But in this body of work, the darkroom functions as something more than technical infrastructure. “Working in the darkroom – slowly and methodically – feels like a form of conversation,” Ramonaite says. “Each step of the process becomes a sentence and each finished print is a story.” She printed all the works herself, at scale, through repeated test exposures, filtration adjustments, dodging and burning, and hand retouching. “Each print becomes almost like a letter, carrying effort, care and attention.” The hours spent in chemistry and darkness become inseparable from the work’s emotional function – a physical act of memory-keeping.
The exhibition spans three interconnected series. Breath of Air consists of two chemigrams made aboard the ship during the residency, using Arctic seawater, kelp, and light. Ramonaite set up a makeshift darkroom in her cabin’s bathroom and left the organic material on photographic paper for the full two weeks, allowing it to decompose and chemically interact with the emulsion. Some areas became completely bleached; others developed sediment-like traces in greens, yellows, and oranges. “I’m interested in slow processes and in treating time as a collaborator,” she says. “These works engage with the idea of slow violence – forms of harm that unfold gradually and without spectacle, often going unnoticed until their effects become irreversible.”

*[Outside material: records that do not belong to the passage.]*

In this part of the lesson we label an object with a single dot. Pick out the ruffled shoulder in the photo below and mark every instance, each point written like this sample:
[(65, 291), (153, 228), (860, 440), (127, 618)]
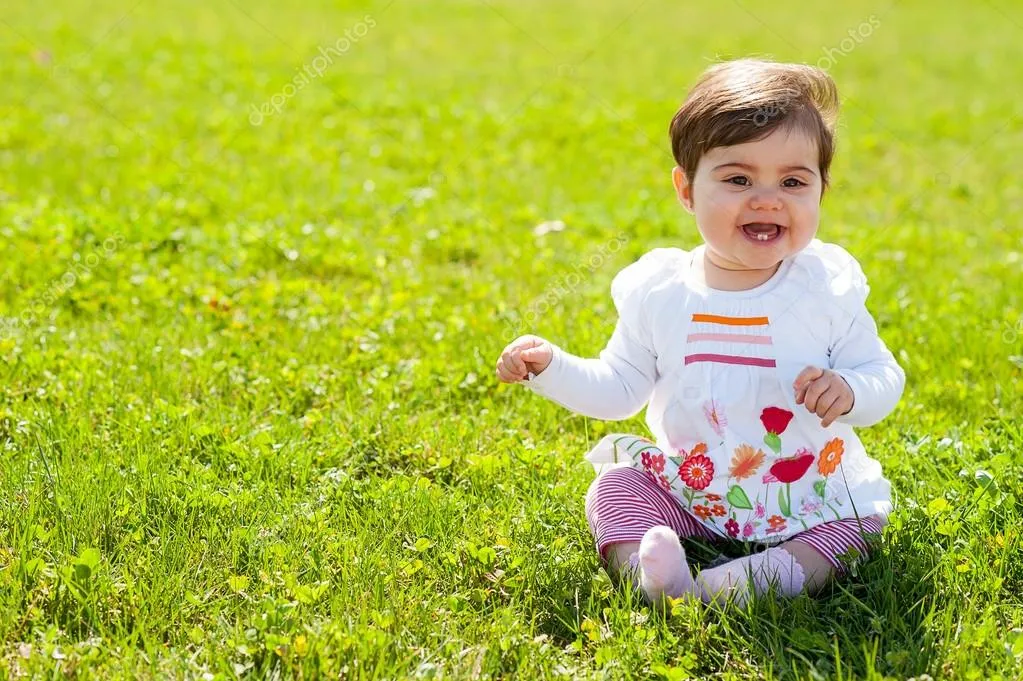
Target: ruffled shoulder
[(654, 270), (830, 269)]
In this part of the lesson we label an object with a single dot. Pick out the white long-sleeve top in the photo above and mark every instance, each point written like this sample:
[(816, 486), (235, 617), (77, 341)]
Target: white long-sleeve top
[(717, 369)]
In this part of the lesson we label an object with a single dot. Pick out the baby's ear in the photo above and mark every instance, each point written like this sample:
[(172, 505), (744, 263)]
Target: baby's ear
[(683, 188)]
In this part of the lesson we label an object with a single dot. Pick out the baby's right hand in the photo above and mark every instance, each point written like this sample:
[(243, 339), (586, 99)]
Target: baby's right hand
[(525, 355)]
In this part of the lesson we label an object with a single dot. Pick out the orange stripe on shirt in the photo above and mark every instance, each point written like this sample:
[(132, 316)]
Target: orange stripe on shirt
[(731, 321)]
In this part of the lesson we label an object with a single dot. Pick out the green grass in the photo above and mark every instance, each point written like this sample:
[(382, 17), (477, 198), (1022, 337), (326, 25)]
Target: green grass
[(248, 416)]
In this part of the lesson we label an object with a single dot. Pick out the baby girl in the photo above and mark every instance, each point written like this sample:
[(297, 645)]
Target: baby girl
[(755, 352)]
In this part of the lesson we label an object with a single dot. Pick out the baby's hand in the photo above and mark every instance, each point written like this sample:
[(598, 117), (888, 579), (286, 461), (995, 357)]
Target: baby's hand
[(525, 355), (824, 393)]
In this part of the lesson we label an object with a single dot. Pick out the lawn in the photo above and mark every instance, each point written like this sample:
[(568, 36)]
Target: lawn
[(259, 259)]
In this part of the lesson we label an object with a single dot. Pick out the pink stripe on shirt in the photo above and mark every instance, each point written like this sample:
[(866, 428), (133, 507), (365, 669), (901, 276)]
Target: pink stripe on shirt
[(730, 337), (729, 359)]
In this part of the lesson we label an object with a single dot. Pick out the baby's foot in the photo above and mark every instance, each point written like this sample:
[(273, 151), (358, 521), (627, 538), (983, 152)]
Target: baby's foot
[(663, 569)]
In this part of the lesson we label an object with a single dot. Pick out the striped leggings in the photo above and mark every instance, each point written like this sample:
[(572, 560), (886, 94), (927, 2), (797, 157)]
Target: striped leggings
[(623, 503)]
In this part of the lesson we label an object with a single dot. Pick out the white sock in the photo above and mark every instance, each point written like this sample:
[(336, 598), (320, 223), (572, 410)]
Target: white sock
[(732, 580), (663, 569)]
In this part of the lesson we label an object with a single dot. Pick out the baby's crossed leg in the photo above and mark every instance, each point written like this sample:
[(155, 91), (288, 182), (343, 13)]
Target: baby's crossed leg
[(636, 525)]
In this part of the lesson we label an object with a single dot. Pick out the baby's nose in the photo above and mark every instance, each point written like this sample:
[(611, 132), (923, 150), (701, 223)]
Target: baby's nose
[(767, 198)]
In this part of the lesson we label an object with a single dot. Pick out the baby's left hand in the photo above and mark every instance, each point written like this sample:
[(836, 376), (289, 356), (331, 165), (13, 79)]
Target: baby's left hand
[(824, 393)]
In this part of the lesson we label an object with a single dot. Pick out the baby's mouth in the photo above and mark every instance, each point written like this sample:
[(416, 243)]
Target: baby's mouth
[(762, 231)]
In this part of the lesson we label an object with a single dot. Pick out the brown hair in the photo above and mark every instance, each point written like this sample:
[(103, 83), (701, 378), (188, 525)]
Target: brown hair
[(745, 100)]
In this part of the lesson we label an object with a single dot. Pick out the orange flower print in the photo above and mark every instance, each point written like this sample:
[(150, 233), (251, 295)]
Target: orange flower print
[(776, 524), (745, 461), (831, 456), (697, 471), (657, 462)]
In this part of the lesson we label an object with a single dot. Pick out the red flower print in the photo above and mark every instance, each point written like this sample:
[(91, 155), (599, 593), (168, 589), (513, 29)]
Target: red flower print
[(697, 471), (775, 420), (657, 462), (791, 469), (776, 524)]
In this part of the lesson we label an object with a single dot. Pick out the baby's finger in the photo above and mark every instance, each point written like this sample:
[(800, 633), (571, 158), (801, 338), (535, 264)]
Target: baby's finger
[(517, 362), (813, 393), (826, 402), (506, 374), (836, 410)]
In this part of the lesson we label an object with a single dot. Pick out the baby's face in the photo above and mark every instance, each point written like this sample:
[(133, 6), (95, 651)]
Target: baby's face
[(758, 202)]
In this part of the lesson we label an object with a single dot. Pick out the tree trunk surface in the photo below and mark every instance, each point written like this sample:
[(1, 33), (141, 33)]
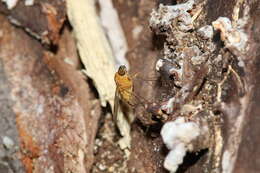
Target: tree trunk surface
[(52, 115)]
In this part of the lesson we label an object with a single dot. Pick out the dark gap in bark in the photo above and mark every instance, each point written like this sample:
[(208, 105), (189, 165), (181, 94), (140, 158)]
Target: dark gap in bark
[(191, 159), (158, 41)]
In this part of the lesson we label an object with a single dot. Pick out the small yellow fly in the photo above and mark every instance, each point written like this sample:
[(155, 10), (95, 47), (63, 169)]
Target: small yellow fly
[(124, 89)]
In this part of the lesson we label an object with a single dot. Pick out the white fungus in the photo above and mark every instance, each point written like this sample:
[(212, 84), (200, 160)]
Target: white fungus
[(159, 64), (178, 136), (165, 14), (234, 37), (206, 32), (8, 142)]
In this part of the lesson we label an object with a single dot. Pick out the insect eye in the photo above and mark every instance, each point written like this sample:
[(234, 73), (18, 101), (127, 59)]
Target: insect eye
[(122, 70)]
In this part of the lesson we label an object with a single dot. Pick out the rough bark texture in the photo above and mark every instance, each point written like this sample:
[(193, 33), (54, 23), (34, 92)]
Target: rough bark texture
[(56, 115)]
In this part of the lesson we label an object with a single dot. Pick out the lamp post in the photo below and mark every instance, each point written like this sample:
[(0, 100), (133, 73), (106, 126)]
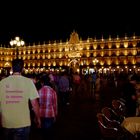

The Glacial Portraits series isolates fragments of ice against black fabric, photographed from a small zodiac boat before the clarity of the ice began to cloud. As glaciers form, air and sediment are trapped; over centuries of compression, air bubbles are forced out, creating remarkable glass-like clarity. “These fragments function as time capsules,” Ramonaite explains, “holding and preserving memories of an environment long past.” Photographing them against black allowed her to capture the moment of clarity before melting made the surface opaque.